A menção das crianças fez o coração de Eric acelerar. A esperança que ele sentira pela manhã se intensificou. Ele deixou sua pasta sobre a mesa e se recostou na borda, mantendo-se perto dela, mas respeitando seu espaço.
— Estou te escutando — ele começou a dizer, assentindo lentamente. — O que você quer me dizer sobre eles?
Bianca tomou coragem. Ela sabia que essa conversa era crucial para o futuro de seus filhos.
— Eu pensei muito sobre tudo isso. E... acho que os gêmeos merecem ter o pai.
Eric sentiu o ar faltar. Estava ouvindo direito? Depois de toda a dor, a desconfiança, a raiva, ela estava lhe dando uma chance?
— Você está... você está falando sério? — perguntou, sua voz quase um sussurro.
— Estou falando sério, Eric. — Ela assentiu, com o olhar firme. — Eu não concordo com muitas das coisas que você fez, mas entendi que as crianças não precisam pagar pelos nossos erros. Eles me disseram o quanto anseiam por ter um pai. E eu não posso tirar esse direito deles.
A culpa caiu sobre ele como uma avalanche. Ele se sentiu o pior dos homens. Tinha sido tão cego, tão arrogante.
— Bianca, eu... — ele começou, mas não soube como continuar. As palavras de arrependimento soavam vazias.
— No entanto, isso não será fácil — ela o interrompeu, tornando-se mais pragmática. — Eu tenho minhas regras. E se você as aceitar, então podemos seguir em frente. Caso contrário, isso termina aqui.
Eric não hesitou por um segundo.
— Eu aceito o que for. Me diga o que eu tenho que fazer.
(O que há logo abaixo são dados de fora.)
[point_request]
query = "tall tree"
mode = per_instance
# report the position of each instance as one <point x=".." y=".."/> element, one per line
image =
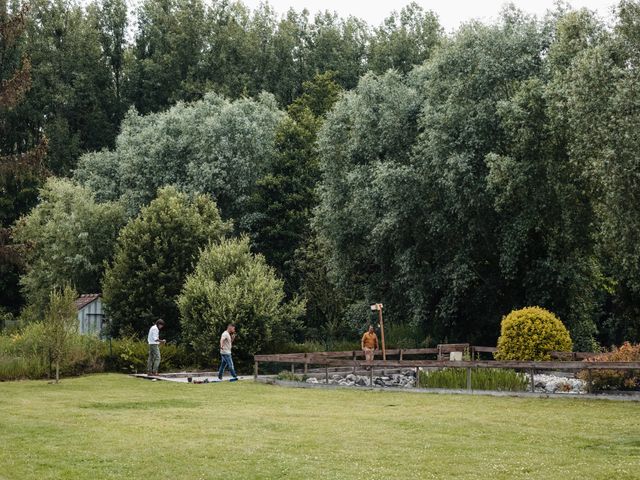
<point x="70" y="237"/>
<point x="21" y="162"/>
<point x="201" y="147"/>
<point x="72" y="98"/>
<point x="404" y="40"/>
<point x="285" y="197"/>
<point x="111" y="21"/>
<point x="155" y="252"/>
<point x="169" y="43"/>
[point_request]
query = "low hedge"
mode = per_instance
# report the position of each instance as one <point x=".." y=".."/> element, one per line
<point x="615" y="379"/>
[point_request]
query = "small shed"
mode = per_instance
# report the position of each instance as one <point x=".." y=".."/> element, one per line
<point x="90" y="314"/>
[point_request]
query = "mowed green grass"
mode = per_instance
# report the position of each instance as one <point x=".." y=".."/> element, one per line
<point x="113" y="426"/>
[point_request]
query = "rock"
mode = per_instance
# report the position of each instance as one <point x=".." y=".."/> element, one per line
<point x="362" y="381"/>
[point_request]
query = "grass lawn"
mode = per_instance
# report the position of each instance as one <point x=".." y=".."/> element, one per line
<point x="113" y="426"/>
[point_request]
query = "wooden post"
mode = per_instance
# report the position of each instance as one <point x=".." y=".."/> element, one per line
<point x="384" y="353"/>
<point x="533" y="383"/>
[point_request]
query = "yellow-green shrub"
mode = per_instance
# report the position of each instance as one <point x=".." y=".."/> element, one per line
<point x="531" y="333"/>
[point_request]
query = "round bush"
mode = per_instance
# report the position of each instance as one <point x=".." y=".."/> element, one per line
<point x="532" y="333"/>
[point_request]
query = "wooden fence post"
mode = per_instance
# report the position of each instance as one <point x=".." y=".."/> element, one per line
<point x="354" y="362"/>
<point x="533" y="383"/>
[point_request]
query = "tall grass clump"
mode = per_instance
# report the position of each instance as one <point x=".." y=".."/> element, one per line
<point x="481" y="379"/>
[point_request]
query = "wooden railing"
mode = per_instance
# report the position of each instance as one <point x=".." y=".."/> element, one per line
<point x="353" y="359"/>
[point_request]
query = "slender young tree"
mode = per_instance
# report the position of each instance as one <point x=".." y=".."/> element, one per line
<point x="60" y="324"/>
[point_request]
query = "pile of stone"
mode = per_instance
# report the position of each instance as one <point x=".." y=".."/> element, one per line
<point x="404" y="379"/>
<point x="557" y="384"/>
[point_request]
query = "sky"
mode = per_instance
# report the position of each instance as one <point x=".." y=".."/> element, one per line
<point x="450" y="12"/>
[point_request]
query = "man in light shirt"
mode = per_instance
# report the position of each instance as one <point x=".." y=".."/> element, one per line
<point x="226" y="342"/>
<point x="153" y="339"/>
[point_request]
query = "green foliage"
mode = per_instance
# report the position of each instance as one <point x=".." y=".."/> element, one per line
<point x="26" y="353"/>
<point x="404" y="39"/>
<point x="615" y="379"/>
<point x="60" y="322"/>
<point x="200" y="148"/>
<point x="496" y="379"/>
<point x="232" y="285"/>
<point x="73" y="98"/>
<point x="70" y="238"/>
<point x="285" y="197"/>
<point x="155" y="252"/>
<point x="532" y="333"/>
<point x="129" y="354"/>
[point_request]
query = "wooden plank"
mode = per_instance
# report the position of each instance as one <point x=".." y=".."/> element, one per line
<point x="496" y="364"/>
<point x="485" y="349"/>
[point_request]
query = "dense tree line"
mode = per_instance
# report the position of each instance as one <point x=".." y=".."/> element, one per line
<point x="451" y="177"/>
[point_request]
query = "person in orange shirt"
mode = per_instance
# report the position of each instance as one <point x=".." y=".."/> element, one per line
<point x="369" y="343"/>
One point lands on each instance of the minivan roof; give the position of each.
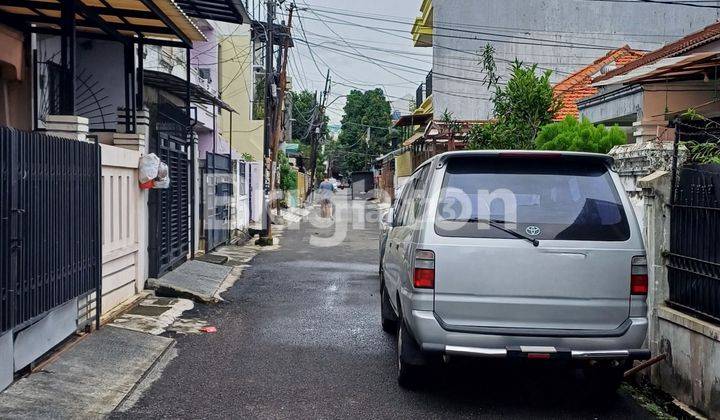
(608, 160)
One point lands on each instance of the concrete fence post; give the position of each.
(656, 199)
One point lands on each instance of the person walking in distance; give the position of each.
(326, 189)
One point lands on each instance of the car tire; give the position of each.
(409, 375)
(387, 314)
(606, 380)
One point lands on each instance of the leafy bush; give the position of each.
(579, 136)
(288, 175)
(521, 107)
(703, 152)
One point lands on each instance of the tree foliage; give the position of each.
(288, 175)
(579, 136)
(303, 111)
(354, 151)
(520, 107)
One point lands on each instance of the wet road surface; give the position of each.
(299, 337)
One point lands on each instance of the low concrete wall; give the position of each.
(691, 371)
(124, 211)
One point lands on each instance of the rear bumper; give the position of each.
(433, 338)
(634, 354)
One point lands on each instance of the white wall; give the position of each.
(641, 25)
(124, 213)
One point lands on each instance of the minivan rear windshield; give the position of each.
(564, 198)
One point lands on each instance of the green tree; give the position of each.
(288, 175)
(579, 136)
(363, 132)
(521, 107)
(303, 111)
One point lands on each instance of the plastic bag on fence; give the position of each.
(163, 171)
(163, 179)
(162, 183)
(149, 165)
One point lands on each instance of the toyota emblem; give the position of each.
(532, 230)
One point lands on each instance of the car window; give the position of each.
(562, 199)
(416, 206)
(402, 203)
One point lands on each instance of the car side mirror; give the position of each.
(389, 217)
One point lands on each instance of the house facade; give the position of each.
(556, 37)
(85, 93)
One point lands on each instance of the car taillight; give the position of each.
(638, 276)
(424, 276)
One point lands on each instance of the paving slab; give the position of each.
(89, 380)
(197, 280)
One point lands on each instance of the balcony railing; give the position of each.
(424, 90)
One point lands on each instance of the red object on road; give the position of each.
(147, 185)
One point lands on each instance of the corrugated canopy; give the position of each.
(412, 119)
(667, 68)
(177, 86)
(153, 21)
(232, 11)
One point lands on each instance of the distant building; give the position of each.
(578, 85)
(557, 35)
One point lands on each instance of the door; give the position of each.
(401, 236)
(169, 209)
(217, 200)
(578, 278)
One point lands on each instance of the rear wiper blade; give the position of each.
(498, 224)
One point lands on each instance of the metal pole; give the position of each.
(269, 73)
(673, 175)
(67, 53)
(214, 195)
(127, 82)
(234, 177)
(141, 76)
(191, 141)
(35, 92)
(133, 85)
(98, 236)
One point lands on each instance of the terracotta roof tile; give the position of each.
(578, 85)
(696, 39)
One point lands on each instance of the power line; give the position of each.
(545, 43)
(555, 43)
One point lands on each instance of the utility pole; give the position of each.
(317, 128)
(269, 107)
(277, 122)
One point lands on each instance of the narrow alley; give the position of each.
(299, 336)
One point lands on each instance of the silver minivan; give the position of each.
(515, 254)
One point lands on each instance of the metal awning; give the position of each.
(232, 11)
(667, 68)
(150, 21)
(412, 139)
(257, 32)
(413, 119)
(177, 86)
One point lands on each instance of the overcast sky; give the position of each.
(348, 66)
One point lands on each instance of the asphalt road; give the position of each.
(300, 337)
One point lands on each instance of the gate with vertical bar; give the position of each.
(49, 224)
(169, 208)
(217, 203)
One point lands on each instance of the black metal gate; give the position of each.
(170, 208)
(218, 193)
(694, 257)
(49, 224)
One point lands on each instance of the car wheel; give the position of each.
(409, 375)
(606, 379)
(387, 314)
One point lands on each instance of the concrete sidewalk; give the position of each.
(89, 380)
(197, 280)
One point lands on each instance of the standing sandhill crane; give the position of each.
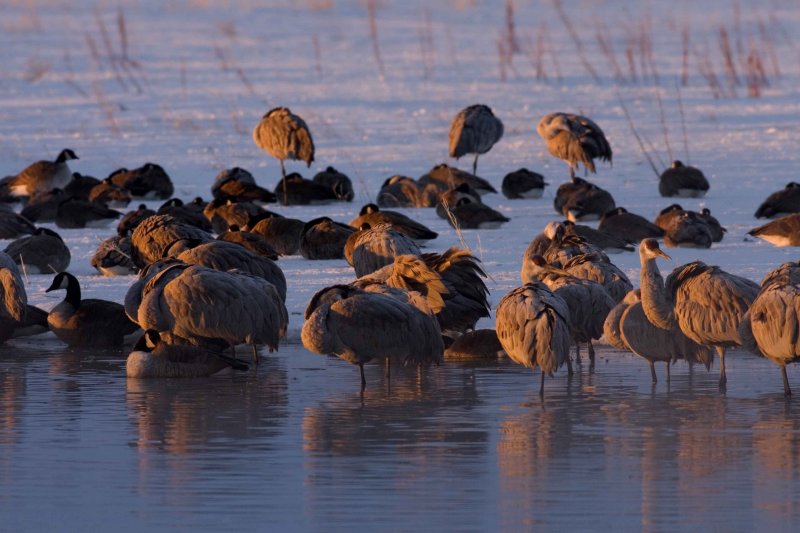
(474, 130)
(773, 318)
(704, 302)
(284, 135)
(533, 328)
(575, 139)
(358, 326)
(588, 302)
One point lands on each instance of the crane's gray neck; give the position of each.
(658, 306)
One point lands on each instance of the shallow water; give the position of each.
(460, 447)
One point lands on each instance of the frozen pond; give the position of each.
(463, 447)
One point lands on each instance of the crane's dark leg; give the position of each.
(541, 386)
(723, 380)
(787, 391)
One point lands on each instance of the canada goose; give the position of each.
(73, 213)
(574, 139)
(43, 252)
(588, 301)
(582, 200)
(284, 135)
(294, 189)
(42, 176)
(226, 256)
(43, 206)
(609, 243)
(467, 214)
(402, 191)
(445, 177)
(190, 213)
(358, 326)
(195, 302)
(110, 195)
(523, 183)
(113, 257)
(155, 233)
(780, 203)
(533, 328)
(13, 225)
(323, 238)
(224, 212)
(153, 358)
(14, 301)
(478, 345)
(339, 183)
(629, 226)
(238, 184)
(373, 215)
(131, 219)
(253, 242)
(88, 322)
(684, 229)
(704, 302)
(80, 186)
(283, 234)
(474, 130)
(682, 181)
(148, 182)
(784, 231)
(371, 248)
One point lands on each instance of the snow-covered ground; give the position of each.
(183, 83)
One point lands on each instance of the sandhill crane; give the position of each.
(474, 130)
(588, 301)
(523, 183)
(87, 322)
(575, 139)
(533, 328)
(41, 176)
(358, 326)
(780, 203)
(152, 357)
(44, 252)
(629, 226)
(682, 181)
(773, 318)
(704, 302)
(195, 302)
(784, 231)
(284, 135)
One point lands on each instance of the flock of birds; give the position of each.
(197, 296)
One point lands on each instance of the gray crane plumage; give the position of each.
(533, 328)
(704, 302)
(358, 326)
(574, 139)
(474, 130)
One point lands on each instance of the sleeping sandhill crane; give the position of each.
(195, 302)
(704, 302)
(682, 181)
(284, 135)
(358, 326)
(533, 328)
(655, 344)
(575, 139)
(773, 318)
(588, 301)
(780, 203)
(474, 130)
(153, 357)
— Primeiro — ela disse, levantando um dedo —, você não pode envolver sua família. Eles não decidirão nada sobre as crianças. Nada. Nem onde moram, nem onde estudam. Absolutamente nada. O único que pode opinar é você, e só se eu concordar. Entendido?
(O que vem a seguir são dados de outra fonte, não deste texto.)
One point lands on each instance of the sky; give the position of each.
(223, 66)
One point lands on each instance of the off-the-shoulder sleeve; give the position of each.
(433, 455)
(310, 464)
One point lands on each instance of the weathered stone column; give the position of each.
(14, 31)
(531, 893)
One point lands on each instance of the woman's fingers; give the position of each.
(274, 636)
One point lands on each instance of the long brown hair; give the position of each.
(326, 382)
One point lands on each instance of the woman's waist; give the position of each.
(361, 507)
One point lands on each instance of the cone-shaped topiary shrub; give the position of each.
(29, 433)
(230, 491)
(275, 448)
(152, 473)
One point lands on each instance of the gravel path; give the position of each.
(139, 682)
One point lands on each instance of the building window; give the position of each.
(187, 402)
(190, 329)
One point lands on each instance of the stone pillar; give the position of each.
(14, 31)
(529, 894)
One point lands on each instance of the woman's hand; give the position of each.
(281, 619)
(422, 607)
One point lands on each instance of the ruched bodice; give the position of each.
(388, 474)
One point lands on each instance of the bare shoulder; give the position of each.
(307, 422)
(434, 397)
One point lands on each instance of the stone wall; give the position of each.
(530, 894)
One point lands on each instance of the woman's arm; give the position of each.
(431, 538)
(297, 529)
Eric engoliu em seco, mas assentiu. Ele entendia que ela não confiava em seus pais, e o mesmo acontecia com ele.
— Entendido.
— Segundo: você não vai procurar o escritório de advogados. Não haverá processos nem ameaças. Tudo será feito amigavelmente, para o bem das crianças. Se você se atrever a me ameaçar, a pegar as crianças à força ou a usar sua família para manipular a situação... eu vou para a imprensa e revelarei tudo.
A ameaça era real, e Eric soube disso. O olhar de Bianca era de aço. Ela havia se transformado em uma leoa defendendo seus filhotes.
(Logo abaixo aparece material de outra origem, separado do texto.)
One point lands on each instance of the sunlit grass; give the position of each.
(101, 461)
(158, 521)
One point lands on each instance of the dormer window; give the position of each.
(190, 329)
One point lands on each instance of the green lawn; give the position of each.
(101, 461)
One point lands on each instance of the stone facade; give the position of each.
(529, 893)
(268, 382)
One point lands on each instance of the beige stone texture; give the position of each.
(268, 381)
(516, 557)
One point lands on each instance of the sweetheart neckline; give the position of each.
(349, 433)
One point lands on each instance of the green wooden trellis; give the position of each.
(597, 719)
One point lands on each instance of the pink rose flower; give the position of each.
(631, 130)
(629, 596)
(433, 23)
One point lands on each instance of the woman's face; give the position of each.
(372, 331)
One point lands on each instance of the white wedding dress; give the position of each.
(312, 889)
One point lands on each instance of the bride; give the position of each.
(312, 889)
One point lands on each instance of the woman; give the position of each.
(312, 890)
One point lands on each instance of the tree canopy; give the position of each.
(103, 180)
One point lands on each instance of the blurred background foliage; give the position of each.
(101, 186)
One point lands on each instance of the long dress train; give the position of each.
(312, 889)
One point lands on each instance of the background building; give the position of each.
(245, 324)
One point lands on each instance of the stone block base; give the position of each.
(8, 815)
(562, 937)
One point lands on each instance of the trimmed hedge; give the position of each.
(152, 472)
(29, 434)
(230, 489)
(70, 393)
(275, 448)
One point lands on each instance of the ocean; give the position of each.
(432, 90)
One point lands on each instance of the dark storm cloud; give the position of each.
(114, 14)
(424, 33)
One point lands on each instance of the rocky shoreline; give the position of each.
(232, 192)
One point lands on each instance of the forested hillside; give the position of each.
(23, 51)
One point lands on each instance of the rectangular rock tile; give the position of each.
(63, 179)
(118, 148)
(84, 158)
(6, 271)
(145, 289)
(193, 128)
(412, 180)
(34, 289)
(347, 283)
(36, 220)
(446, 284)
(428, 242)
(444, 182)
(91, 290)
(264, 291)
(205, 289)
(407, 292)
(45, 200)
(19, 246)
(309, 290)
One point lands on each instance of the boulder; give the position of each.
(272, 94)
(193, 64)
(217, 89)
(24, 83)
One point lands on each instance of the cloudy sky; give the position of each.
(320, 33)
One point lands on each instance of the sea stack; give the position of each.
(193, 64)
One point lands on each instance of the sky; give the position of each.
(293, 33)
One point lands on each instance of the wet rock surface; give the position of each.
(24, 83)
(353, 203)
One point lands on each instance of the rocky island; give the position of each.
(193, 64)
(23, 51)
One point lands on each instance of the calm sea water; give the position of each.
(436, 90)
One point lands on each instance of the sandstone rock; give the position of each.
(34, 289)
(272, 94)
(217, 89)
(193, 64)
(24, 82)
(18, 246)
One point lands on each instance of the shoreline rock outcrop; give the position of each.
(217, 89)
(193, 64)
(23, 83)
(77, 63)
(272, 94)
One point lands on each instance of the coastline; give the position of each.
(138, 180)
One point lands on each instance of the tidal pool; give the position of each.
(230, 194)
— Não haverá advogados, eu prometo — ele sussurrou, com sinceridade.
— Bom. Terceiro: você os verá quando eu decidir. Não é uma visita de fim de semana, nem uma a cada mês. Serão encontros que eu programarei, e se você não estiver disponível, será problema seu.
Era um acordo duro, mas Eric o aceitou sem piscar.
Enquanto segurava a xícara fumegante entre as mãos, sentou-se em uma das mesas e olhou pela janela, com a mente divagando.
Havia sido uma decisão difícil, sim. Uma parte dela queria manter Eric e sua família longe, proteger os gêmeos das pessoas que uma vez os rejeitaram. Mas a outra parte, a que acabara de ouvir seus filhos expressarem seu anseio por um pai, sabia que era o correto. No final, as crianças eram o mais importante, e a felicidade delas estava acima de seu orgulho ou ressentimento.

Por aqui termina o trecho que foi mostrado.